Era il 13 ottobre 1955 quando un giovane poeta, gli occhi ardenti dietro le lenti da miope, la voce swingante, leggeva pubblicamente alla Six Gallery di San Francisco il testo che avrebbe rivoluzionato la poesia e acceso le giovani menti della seconda metà del Novecento. Il poeta era Allen Ginsberg, il poema, Howl (Urlo). Un pugno nello stomaco per la crudezza con cui ritraeva l’altra faccia del sogno americano: droga, morte, solitudine, follia. Ma anche incredibile energia vitale. La stessa, grazie alla quale Ginsberg e i suoi compagni d’avventura diedero vita a quella che fu poi battezzata beat generation: una corrente poetica che si fece pensiero filosofico e movimento di massa.

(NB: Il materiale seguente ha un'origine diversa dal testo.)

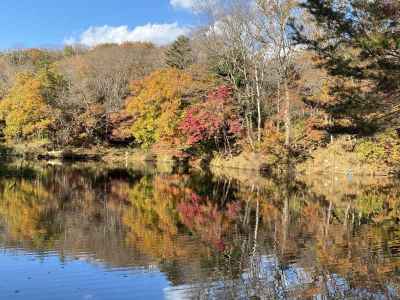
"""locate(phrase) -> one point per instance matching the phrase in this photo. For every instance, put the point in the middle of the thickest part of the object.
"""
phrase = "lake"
(91, 231)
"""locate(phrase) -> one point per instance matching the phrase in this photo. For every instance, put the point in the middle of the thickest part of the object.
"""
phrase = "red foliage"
(207, 120)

Il film ha tre piani narrativi che si intrecciano armoniosamente. C’è la vita giovanile di Ginsberg con i suoi amici Jack Kerouac, Lawrence Ferlinghetti, con i suoi amori (il primo, Neal Cassady, e quello della vita, Peter Orlowsky) e con le prime letture pubbliche del poema. C’è il processo creativo, straordinariamente raffigurato attraverso i disegni animati di Eric Drooker, che già aveva illustrato alcune poesie di Ginsberg, del quale era amico fin da ragazzino. E c’è il processo penale, rigorosamente ricostruito sulle trascrizioni degli atti, che nel 1957 vide imputato Ferlinghetti, editore di Howl, per linguaggio osceno.

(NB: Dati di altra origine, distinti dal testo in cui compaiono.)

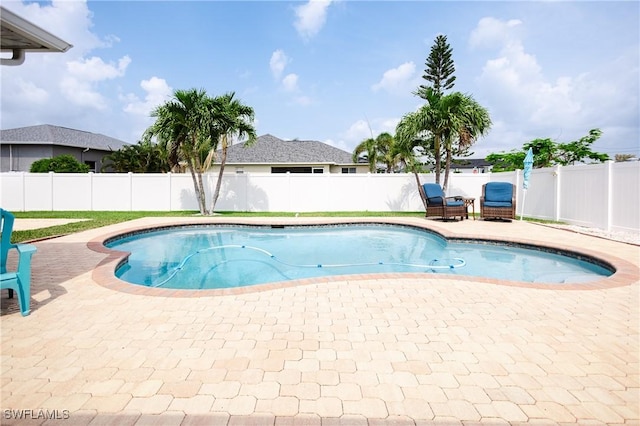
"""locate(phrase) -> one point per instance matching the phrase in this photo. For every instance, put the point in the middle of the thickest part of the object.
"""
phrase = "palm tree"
(367, 149)
(184, 125)
(231, 119)
(382, 149)
(468, 121)
(449, 122)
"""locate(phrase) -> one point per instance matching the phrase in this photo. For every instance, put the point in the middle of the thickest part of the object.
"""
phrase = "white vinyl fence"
(603, 196)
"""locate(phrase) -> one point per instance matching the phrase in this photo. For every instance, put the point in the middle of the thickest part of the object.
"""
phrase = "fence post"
(130, 191)
(91, 191)
(24, 191)
(609, 194)
(51, 188)
(169, 191)
(557, 191)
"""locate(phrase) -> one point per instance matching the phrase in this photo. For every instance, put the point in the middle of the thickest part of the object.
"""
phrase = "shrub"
(61, 164)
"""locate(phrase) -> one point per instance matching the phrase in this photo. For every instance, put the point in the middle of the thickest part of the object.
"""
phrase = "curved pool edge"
(626, 273)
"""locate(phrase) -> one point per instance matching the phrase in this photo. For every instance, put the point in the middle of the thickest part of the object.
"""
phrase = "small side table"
(470, 202)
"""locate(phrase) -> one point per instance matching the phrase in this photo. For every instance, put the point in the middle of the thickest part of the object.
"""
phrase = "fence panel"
(541, 195)
(12, 190)
(625, 199)
(583, 192)
(601, 195)
(71, 191)
(38, 194)
(111, 191)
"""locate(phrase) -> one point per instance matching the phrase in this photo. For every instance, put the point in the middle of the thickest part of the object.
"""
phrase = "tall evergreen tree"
(440, 69)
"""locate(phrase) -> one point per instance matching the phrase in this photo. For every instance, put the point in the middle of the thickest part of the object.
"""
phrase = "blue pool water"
(214, 257)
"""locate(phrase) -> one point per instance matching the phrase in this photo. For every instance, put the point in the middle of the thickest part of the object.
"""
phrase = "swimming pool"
(229, 256)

Il consumo disinibito di droghe e omosessualità sfrenata esplode sulla pagina stampata e il dibattito su cosa abbia valore letterario e cosa ne sia totalmente sprovvisto apre una breccia nella critica accademica. L’accusa infierisce su forma e stile, estrapolando versi che, privi di contestualizzazione, divengono facili bersagli, mentre nel salotto di casa propria Allen Ginsberg riflette sulle scelte compiute conversando con un anonimo intervistatore. L’arringa finale dell’avvocato Ehrlich è un inno alla libertà di pensiero ed espressione, il tentativo di portare la luce in un universo, quello letterario, dominato da tradizionalismi e chiusure mentali. Liberare Urlo dal giogo censorio significa aprire uno spiraglio culturale alla modernità, al progresso, alla diversità, consacrando un poeta al successo della prova più difficile: quella del tempo.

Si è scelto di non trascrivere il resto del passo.